The state budget plan that passed the legislature last week sets aside $150,000 for skin cancer research at the University of Iowa. It’s a proposal that came from Representative Scott Raecker, a Republican from Urbandale who is chairman of the House Appropriations Committee.

“My father contracted melanoma, was diagnosed at stage four and was treated at University of Iowa Hospitals and Clinics,” Raecker says. “Through that process I learned a great deal.” Raecker’s father died last November.

“Eighteen months after his diagnosis, which was probably 12 months more than we would have expected,” Raecker says. “And that was due to his exceptional treatment.” Melanoma is one of the most “under-researched” kinds of cancer, according to Raecker, and this allotment of state money may help.

Representative Dave Heaton, a Republican from Mount Pleasant, says skin cancer is an “epidemic.” “The mystery of this melanoma is up until lately, nobody really knew a lot about how to combat this disease once you got it,” Heaton says. “So the issue is how do we treat melanoma and we need more research into that and we need more research into skin cancer.”

Some Democrats suggested the money might be better spent on state programs that encourage smokers to quit, but Heaton offers this passionate response. “I’d rather invest it in trying to deal with a person who all of a sudden discovers a mole,” Heaton says, “and if it’s too far into your skin and those cancer cells are released into the body, what can you do?”

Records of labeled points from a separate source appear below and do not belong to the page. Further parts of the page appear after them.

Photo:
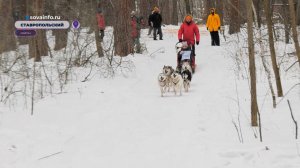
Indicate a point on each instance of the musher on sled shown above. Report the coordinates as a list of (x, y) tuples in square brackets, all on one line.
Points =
[(188, 33)]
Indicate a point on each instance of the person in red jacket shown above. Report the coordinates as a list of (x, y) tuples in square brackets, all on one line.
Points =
[(188, 32), (101, 23)]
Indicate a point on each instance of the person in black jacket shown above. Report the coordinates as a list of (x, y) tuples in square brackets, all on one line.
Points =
[(156, 19), (150, 23)]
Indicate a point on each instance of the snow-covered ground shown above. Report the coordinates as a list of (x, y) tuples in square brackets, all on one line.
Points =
[(123, 122)]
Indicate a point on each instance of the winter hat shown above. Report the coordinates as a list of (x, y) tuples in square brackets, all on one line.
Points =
[(188, 18), (99, 10), (132, 13)]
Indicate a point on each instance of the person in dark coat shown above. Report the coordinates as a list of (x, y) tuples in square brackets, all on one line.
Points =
[(156, 20), (150, 23)]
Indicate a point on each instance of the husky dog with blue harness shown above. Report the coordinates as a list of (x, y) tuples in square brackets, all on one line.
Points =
[(184, 54)]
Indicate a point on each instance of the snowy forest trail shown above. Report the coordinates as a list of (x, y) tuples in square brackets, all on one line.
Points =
[(124, 122)]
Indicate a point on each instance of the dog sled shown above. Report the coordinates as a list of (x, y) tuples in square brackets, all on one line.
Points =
[(185, 54)]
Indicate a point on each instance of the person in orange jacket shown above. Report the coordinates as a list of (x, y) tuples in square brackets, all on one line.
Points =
[(213, 25)]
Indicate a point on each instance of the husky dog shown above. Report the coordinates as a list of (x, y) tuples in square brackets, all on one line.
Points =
[(186, 66), (163, 83), (187, 77), (168, 70), (177, 82)]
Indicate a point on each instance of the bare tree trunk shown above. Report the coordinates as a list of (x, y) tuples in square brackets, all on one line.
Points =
[(7, 36), (122, 30), (61, 8), (294, 28), (38, 45), (286, 18), (272, 48), (254, 106)]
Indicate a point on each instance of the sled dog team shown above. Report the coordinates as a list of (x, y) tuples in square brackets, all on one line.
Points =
[(175, 79)]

Raecker hopes to start a bipartisan “Cancer Caucus” in the Iowa House.) “We will reach across party lines to generate awareness, even in the newsletters we send out and in our own districts, that if we could be in concert of working on these issues and making people aware of some of the precautions and what some of the opportunities are, I think it would be a positive thing,” Raecker says. And Heaton suggests there are other steps the state could take to curb the increase in cases of skin cancer.

This state has no real regulations on the use of tanning beds in this state. We have kind of left it open,” Heaton says. “There are states today…who forbid any…person under 18 years (of age) to use a tanning bed in a commercial establishment. They recognize the problems that are out there.”

Republicans and Democrats agreed to set the $150,000 aside, money included in a massive bill that outlines state spending for the Iowa Departments of Public Health and Human Services.